Hand in Hand rannten wir zur Oper. Erst durch enge Straßen und dann einen breiten Boulevard entlang. Buchstäblich in allerletzter Sekunde bekamen wir zwei Karten. Die Dame am Einlass wollte die Tür zu der Loge gerade schließen, als wir die riesige Treppe zum ersten Rang hochstolperten. Sie drückte einen Zeigefinger auf die Lippen und ließ uns hinein. Die ganze erste Hälfte hielt ich die beiden Tickets umklammert. Ich war in meinem Leben noch nie so glücklich – und so außer Atem.

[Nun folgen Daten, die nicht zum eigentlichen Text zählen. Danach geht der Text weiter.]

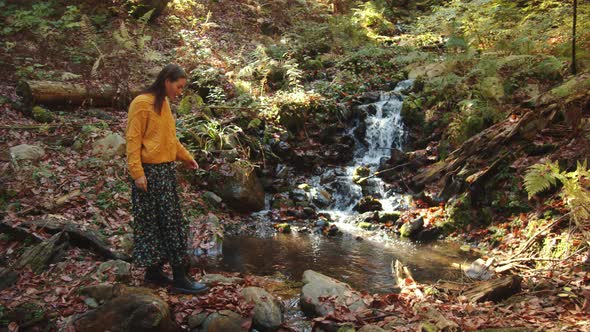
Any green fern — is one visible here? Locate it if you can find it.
[524,162,559,198]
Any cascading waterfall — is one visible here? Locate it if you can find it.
[311,80,413,219]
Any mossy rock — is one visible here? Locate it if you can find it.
[275,223,291,234]
[436,194,473,234]
[358,221,373,230]
[33,106,55,123]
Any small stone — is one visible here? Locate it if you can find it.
[33,106,55,123]
[203,191,223,207]
[10,144,45,160]
[92,133,125,159]
[97,259,131,282]
[84,297,98,308]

Von der Oper habe ich nicht viel mitbekommen, sosehr war ich damit zu beschäftigt, mich zu beruhigen und aus den Augenwinkeln immer wieder auf deinen sich hebenden Brustkorb zu schauen.
In der Pause hast du mir die Handlung vorgelesen. Wir standen auf dem Balkon, unter uns der Platz, voller Touristen und Musikern und Gewusle. Ich weiß noch, dass ich plötzlich traurig wurde. Als hätte ich in diesem Augenblick vorausgeahnt, wie alles enden würde ..
Die arme Butterfly wartet das ganze Leben auf ihren Amerikaner. Und als er endlich kommt, ist es zu spät. Er ist verheiratet und möchte nur das gemeinsame Kind abholen. Willst du, dass ich ihre Rolle – ohne Kind! – übernehme?